It’s only Wednesday night, but I’m already thinking ahead to the weekend.
Annick only gets to come home from Friday night to Sunday afternoon. I’m really looking forward to seeing her this weekend, especially.
An easy breakfast to make is scones. They are quick (10 minutes from pantry to oven), flexible (add dried or fresh fruit, chocolate, nuts, cheese, or spices), and taste delicious as leftovers, too.
The dough is also fairly easy for beginners; just remember not to knead it for too long, or the scones will be tough.
The recipe I use is actually adapted from my go-to biscuit recipe from the Purity cookbook (Purity was an old brand of flour 50 years ago). If you want to make biscuits for dinner, omit the sugar and fruit. If you want to make shortcake, double the sugar and sprinkle more on top. You can roll the dough out and cut shapes using cutters or a knife, hand-shape them into flattish balls, or (my favourite), make two large disks and score them in sixths before baking (this gives them soft sides).
They bake in less than 15 minutes; for ones that are thicker than 1 inch when rolled out, leave them in a little longer or the insides will be doughy.
Delicious hot out of the oven with butter and jam!
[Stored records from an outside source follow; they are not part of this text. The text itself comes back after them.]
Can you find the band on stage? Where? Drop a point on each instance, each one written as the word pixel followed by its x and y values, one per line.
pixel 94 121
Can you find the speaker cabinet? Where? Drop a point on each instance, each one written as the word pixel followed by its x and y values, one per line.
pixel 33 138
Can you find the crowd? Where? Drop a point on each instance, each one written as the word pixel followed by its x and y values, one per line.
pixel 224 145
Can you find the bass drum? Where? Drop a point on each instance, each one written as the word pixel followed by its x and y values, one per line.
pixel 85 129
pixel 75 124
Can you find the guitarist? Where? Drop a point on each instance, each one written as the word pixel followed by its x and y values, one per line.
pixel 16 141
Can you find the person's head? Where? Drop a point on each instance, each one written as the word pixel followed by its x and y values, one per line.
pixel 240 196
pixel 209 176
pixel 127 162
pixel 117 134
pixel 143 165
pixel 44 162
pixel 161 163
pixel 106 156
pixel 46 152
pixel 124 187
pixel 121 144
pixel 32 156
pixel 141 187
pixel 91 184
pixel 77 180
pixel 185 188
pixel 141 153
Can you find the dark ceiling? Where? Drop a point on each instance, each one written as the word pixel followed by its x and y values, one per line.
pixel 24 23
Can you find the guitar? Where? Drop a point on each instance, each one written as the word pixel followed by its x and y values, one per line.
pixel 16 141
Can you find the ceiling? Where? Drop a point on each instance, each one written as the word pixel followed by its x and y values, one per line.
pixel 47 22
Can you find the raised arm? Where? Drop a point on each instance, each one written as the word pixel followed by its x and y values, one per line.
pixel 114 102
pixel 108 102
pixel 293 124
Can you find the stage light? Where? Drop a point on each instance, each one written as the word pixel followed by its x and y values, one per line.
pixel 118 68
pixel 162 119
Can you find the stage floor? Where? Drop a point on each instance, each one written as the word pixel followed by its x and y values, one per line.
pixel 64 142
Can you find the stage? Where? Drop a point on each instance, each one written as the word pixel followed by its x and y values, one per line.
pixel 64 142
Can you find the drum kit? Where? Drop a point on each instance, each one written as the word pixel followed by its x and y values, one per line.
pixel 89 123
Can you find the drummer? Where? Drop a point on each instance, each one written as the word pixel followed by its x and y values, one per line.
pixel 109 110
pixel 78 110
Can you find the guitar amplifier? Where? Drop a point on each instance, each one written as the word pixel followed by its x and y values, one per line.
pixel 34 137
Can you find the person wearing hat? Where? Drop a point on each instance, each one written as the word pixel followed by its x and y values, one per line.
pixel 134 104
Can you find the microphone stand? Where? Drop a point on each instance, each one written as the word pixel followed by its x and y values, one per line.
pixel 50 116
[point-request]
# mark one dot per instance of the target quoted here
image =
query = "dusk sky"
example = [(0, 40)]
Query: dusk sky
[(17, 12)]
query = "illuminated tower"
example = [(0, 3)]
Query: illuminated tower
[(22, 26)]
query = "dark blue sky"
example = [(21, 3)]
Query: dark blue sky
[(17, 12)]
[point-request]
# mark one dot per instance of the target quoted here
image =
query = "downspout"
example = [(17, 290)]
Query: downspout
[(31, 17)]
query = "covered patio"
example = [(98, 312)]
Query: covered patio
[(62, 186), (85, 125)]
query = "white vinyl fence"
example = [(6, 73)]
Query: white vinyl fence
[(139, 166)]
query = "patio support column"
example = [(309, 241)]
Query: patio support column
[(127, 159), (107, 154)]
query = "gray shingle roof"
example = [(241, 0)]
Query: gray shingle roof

Rapid Scones (adapted from The All-New Purity Cookbook):
– 2 cups All-purpose flour
– 4 teaspoons Baking powder
– 1 teaspoon Salt
– 1-2 tablespoons Sugar
– pinch of Nutmeg
– 1/3 cup Shortening
– 3/4 cup plus 2 tablespoons “milk”
– 2 tablespoons Dried fruit or nuts (optional)
- Preheat the oven to 450F.
- Mix together the flour, baking powder, salt, sugar, and nutmeg.
- Using a pastry cutter, cut in the shortening until the largest crumbs are about the size of dried peas. If you don’t have a pastry cutter, use two butter knives slicing in X’s.
- Make a well in the mixture and add 3/4 cup of milk.
- Stir with until moistened. If you want to add fruit or nuts, add them now.
- If the dough is still crumbly, add the remaining milk. Don’t make the dough too sticky!
- Stir until the dough is mixed. Don’t stir until it is an even paste (like bread dough). It should be soft and smooth, but a little bumpy.
- Knead once or twice.
- If cutting out shapes, roll to 1/2-inch thickness on a floured surface and cut out desired shapes.
- If hand-moulding, pinch off bits of the desired size, and shape them before placing them directly on a non-stick baking sheet.
- Alternately, divide into two 8-inch circles 1/2-inch thick on the baking sheet. Score each round into six.
- Sprinkle with sugar if desired.
- Bake in the middle rack of the oven for 12-15 minutes until golden brown.
- Remove immediately to a cooling rack.
- Allow to cool completely before wrapping or storing in a tin.